Zahra Baker Case: Warrant's Grim Details on Body Disposal

Warrant: Zahra's stepmom knew how and where body was dumped.

Dec. 1, 2010— -- Grim new details have emerged in the death of disabled 10-year-old Zahra Baker in a police search warrant in which the girl's stepmother told police that bits of bone and bodily fluids could be found in a bathtub drain.

According to the documents, released Tuesday night, Zahra's stepmother Elisa Baker told North Carolina police through her lawyer that after the girl's death, Zahra was dismembered, her body parts placed in trash bags and then rolled into a comforter and car cover. Elisa Baker also directed police where to look for the body parts.

In the warrant, an investigator said that "persons involved in homicides may conceal the body and /or body parts and those parts of Zahra Baker may be located" near a residence in Hickory, N.C.

Blood, bodily fluids and pieces of bone could be found in the drain of a bathtub, Elisa Baker said, the document stated.

The stepmother directed police to a dumpster where she and husband Adam Baker dumped Zahra's mattress, the warrant said. A car cover and comforter used to "conceal and transport the body parts" was also stashed in the dumpster.

Investigators eventually found Zahra's prosthetic leg, wrapped in a white trash bag and tossed in a separate dumpster. A piece of bone and additional body parts were found at two additional locations.

Zahra had lost her leg along with most of her hearing in a battle with bone cancer.

Though the warrant offers new information in how Zahra's body was dumped, it does not shed any light on how or why the child died.

In a jailhouse letter obtained by ABC News last month, Elisa Baker wrote, "We really didn't kill her, but what he [Adam Baker] did after the fact is kinda horrifying."

A second warrant revealed that police investigated a secondhand tip that Zahra had been raped by two men before her death before the men hit her on the head. Hickory police would not comment on the warrants except to say the investigation is ongoing.

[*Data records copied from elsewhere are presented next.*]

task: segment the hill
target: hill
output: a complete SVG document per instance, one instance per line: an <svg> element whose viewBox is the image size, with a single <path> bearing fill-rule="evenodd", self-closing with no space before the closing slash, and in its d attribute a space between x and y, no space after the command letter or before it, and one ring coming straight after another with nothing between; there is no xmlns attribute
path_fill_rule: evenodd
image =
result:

Elisa Baker is currently in jail one charge of felony obstruction of justice after allegedly admitting she penned a $1 million ransom note which was discovered Oct. 9, the day Zahra went missing from her Hickory, N.C. home. Adam Baker was held in prison on unrelated charges, but is free on bond.

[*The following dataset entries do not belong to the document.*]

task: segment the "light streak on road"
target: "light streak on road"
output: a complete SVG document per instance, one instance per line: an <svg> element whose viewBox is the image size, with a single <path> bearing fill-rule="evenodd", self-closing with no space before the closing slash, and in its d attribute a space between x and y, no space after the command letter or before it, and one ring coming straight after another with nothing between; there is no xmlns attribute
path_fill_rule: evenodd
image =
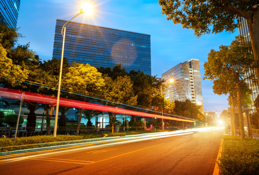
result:
<svg viewBox="0 0 259 175"><path fill-rule="evenodd" d="M66 147L72 147L72 146L76 146L78 145L82 145L82 147L76 147L76 148L72 148L71 149L70 149L70 148L68 148L68 149L69 148L69 149L68 150L63 150L62 151L55 151L55 152L52 152L51 153L44 153L44 154L39 154L36 155L33 155L33 156L26 156L24 157L21 157L21 158L14 158L12 159L3 159L0 160L0 162L1 161L17 161L19 160L23 159L26 159L27 158L32 158L36 156L44 156L44 155L49 155L51 154L64 154L65 153L67 153L68 152L72 152L72 151L78 151L79 150L84 150L84 149L88 149L90 148L97 148L101 146L111 146L111 145L119 145L121 144L125 144L125 143L129 143L131 142L137 142L137 141L143 141L143 140L154 140L154 139L161 139L161 138L167 138L169 137L173 137L173 136L183 136L185 135L189 135L190 134L193 134L195 132L206 132L208 131L211 131L212 130L217 130L217 129L222 129L222 127L221 128L217 128L217 127L207 127L207 128L193 128L193 129L186 129L185 130L178 130L178 131L170 131L170 132L157 132L157 133L147 133L147 134L143 134L141 135L129 135L124 137L115 137L114 139L111 138L111 139L109 140L98 140L98 141L91 141L91 142L85 142L85 143L74 143L74 144L68 144L68 145L59 145L59 146L51 146L49 147L45 147L45 148L34 148L34 149L30 149L28 150L23 150L25 152L33 152L38 151L39 149L41 149L41 150L43 149L55 149L55 148L64 148ZM107 138L103 138L103 139L107 139ZM79 140L80 141L80 140ZM92 145L92 144L98 144L97 145ZM15 153L15 151L13 152L13 153ZM51 150L50 150L50 151L51 151Z"/></svg>
<svg viewBox="0 0 259 175"><path fill-rule="evenodd" d="M41 103L47 104L56 105L57 104L56 97L47 95L39 94L30 92L11 89L0 87L0 96L7 99L12 99L19 100L21 98L22 93L24 93L24 101L31 102ZM137 116L163 118L170 120L183 121L194 122L196 121L191 119L182 119L175 117L162 116L160 115L153 114L143 112L135 111L119 107L108 106L101 105L98 105L87 102L80 102L74 100L60 98L59 105L63 106L75 107L81 109L95 110L101 111L111 112L119 114L133 115Z"/></svg>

Adam Baker made rare public comments last month to deny he had anything to do with his daughter's dismemberment.

"There's no way I would do that to my baby," Adam Baker told WBTV. "There's no way in the world I would hurt my daughter."

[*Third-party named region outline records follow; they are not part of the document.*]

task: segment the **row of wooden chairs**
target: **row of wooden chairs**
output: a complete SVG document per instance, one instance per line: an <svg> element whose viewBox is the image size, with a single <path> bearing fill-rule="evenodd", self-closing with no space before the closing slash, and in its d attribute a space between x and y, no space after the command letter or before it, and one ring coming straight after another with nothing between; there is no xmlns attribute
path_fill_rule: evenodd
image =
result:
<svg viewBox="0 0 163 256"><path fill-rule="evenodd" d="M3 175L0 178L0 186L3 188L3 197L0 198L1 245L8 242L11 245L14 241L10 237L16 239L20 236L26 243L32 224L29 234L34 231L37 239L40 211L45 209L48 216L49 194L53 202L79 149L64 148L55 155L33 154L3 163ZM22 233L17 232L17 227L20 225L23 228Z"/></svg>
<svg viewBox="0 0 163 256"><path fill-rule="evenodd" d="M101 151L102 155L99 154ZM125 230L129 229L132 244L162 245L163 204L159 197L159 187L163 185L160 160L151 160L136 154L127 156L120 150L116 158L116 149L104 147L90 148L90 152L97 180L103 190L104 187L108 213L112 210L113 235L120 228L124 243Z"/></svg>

Elisa Baker: 'I Ain't The Monster'

Two weeks before police announced they had found Zahra Baker's remains on Nov. 12, Elisa Baker indicated in another jailhouse letter obtained exclusively by ABC News that the child was dead, but expressed no remorse or guilt -- only self-pity and vague accusations against her husband.

"I was trying to save us both, but why should I? He is letting everyone destroy me," Elisa Baker wrote, referring to Adam Baker.

In an earlier letter Elisa Baker wrote, "We really didn't kill her, but what he [Adam Baker] did after the fact is kinda horrifying."

In the latest letter, Baker said she "ain't the monster people are saying."

She also said she was frustrated by her lawyer's refusal to allow her to do TV interview requests. "I want a chance to be heard damn it. This is my life and everyone is playing with and I have no control over what is said or done," she wrote.

She sarcastically commented on the negative media attention she's received. "Maybe I should just change my name to Evil, what do you think? LOL."

In the letter, written to crime memorabilia dealer Eric Gein, Baker says she will be living alone when she gets out of prison. In three rambling pages, she never mentions Zahra or any concern for her stepdaughter, who was still a missing person when the letter was written on Oct. 29. She also doesn't cite any remorse for the girl's disappearance.

Gein, who runs the website SerialKillersInk.net, told ABC News he contacted Elisa Baker by letter weeks ago under an assumed name. The most recent letter is the third he received in return.

A capital punishment attorney, Lisa Dubs, was been "provisionally appointed for any potential homicide charge" in Baker's defense, according to Baker's primary attorney Scott Reilly. Dubs is the lawyer named in the new warrants.

The girl had a grueling life. Stricken with bone cancer, she lost her left leg and much of her hearing. Relatives and neighbors said that Elisa Baker, was abusive to Zahra, who was often bruised.

ABC News' Yunji de Nies and Dean Schabner contributed to this report.